I have an Array of Objects that need the duplicates removed/filtered. I was going to just override equals & hachCode on the Object elements, and then stick them in a Set... but I figured I should at least poll * to see if there was another way, perhaps some clever method of some other API?

我有一个对象数组需要删除/过滤重复项。我只是在Object元素上覆盖equals&hachCode,然后将它们粘贴在Set中......但我认为我至少应该轮询*以查看是否有其他方法,或许某些其他API的聪明方法?

9 个解决方案

#1


20  

I would agree with your approach to override hashCode() and equals() and use something that implements Set.

我同意你的方法来覆盖hashCode()和equals()并使用实现Set的东西。

Doing so also makes it absolutely clear to any other developers that the non-duplicate characteristic is required.

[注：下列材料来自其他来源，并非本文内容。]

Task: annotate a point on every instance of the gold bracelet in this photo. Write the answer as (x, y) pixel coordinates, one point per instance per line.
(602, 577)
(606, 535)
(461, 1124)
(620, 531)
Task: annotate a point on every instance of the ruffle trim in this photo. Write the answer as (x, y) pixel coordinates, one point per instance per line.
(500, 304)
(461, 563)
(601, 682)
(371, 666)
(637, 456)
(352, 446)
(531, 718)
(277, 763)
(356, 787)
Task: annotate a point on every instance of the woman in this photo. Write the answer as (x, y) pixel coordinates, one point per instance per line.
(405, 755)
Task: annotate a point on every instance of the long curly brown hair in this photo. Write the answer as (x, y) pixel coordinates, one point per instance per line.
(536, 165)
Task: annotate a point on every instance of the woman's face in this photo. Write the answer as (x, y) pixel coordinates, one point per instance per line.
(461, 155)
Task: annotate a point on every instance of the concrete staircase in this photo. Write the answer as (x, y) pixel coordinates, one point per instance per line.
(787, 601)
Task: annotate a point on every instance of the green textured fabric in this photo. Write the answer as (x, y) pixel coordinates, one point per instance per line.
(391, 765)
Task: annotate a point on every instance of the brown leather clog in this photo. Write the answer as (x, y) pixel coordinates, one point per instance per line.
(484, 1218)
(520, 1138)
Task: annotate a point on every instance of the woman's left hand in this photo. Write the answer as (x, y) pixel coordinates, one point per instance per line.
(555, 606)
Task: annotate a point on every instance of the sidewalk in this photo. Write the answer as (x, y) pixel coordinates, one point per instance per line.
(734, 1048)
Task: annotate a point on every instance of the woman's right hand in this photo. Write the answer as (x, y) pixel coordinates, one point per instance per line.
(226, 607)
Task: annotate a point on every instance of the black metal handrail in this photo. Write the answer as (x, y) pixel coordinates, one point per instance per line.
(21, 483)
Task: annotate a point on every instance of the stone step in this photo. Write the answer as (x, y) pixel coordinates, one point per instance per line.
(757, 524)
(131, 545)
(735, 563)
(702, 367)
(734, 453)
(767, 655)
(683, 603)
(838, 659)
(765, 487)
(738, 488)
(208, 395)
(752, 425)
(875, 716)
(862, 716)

这样做也使任何其他开发人员都清楚地知道需要非重复的特性。

Another reason - you get to choose an implementation that meets your needs best now:

另一个原因 - 您现在可以选择最符合您需求的实施方案:

and you don't have to change your code to change the implementation in the future.

并且您不必更改代码以在将来更改实施。

#2


8  

I found this in the web

我在网上发现了这个

Here are two methods that allow you to remove duplicates in an ArrayList. removeDuplicate does not maintain the order where as removeDuplicateWithOrder maintains the order with some performance overhead.

以下两种方法允许您删除ArrayList中的重复项。 removeDuplicate不维护removeDuplicateWithOrder维护订单的顺序,其中包含一些性能开销。

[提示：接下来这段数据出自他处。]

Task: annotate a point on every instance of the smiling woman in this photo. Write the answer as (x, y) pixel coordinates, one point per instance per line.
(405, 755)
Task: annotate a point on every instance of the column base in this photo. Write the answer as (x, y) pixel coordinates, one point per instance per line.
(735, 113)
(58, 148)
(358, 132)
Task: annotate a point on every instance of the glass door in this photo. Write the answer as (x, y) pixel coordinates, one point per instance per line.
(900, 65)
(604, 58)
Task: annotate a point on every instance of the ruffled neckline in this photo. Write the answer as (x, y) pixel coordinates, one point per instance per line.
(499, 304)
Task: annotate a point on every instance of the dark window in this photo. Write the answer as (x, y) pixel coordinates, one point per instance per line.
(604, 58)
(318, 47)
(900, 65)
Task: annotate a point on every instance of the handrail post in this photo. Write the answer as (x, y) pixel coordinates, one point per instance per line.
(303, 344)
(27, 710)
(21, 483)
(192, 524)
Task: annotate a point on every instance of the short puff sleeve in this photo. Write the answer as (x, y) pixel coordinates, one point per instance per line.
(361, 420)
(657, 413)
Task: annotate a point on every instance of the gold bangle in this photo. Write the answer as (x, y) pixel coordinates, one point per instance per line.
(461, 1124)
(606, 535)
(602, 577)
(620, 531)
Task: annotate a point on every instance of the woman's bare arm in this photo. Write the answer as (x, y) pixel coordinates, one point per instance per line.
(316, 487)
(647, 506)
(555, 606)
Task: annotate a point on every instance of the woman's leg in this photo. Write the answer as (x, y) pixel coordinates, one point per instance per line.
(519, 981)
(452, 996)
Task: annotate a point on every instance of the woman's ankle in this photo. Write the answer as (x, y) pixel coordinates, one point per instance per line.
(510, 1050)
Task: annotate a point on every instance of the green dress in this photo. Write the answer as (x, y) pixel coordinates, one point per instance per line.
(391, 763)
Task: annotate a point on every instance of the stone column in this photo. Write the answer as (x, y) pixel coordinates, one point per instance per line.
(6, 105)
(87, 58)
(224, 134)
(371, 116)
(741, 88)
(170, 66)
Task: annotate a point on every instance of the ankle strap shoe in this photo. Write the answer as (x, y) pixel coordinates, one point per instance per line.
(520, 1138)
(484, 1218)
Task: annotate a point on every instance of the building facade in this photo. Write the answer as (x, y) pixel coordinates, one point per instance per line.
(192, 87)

  1. The removeDuplicate Method:

    removeDuplicate方法:

    /** List order not maintained **/
    public static void removeDuplicate(ArrayList arlList)
    {
     HashSet h = new HashSet(arlList);
     arlList.clear();
     arlList.addAll(h);
    }
    
  2. The removeDuplicateWithOrder Method:

    removeDuplicateWithOrder方法:

    /** List order maintained **/
    public static void removeDuplicateWithOrder(ArrayList arlList)
    {
       Set set = new HashSet();
       List newList = new ArrayList();
       for (Iterator iter = arlList.iterator(); iter.hasNext();) {
          Object element = iter.next();
          if (set.add(element))
             newList.add(element);
       }
       arlList.clear();
       arlList.addAll(newList);
    }
    

#3


3  

Overriding equals and hashCode and creating a set was my first thought too. It's good practice to have some overridden version of these methods anyway in your inheritance hierarchy.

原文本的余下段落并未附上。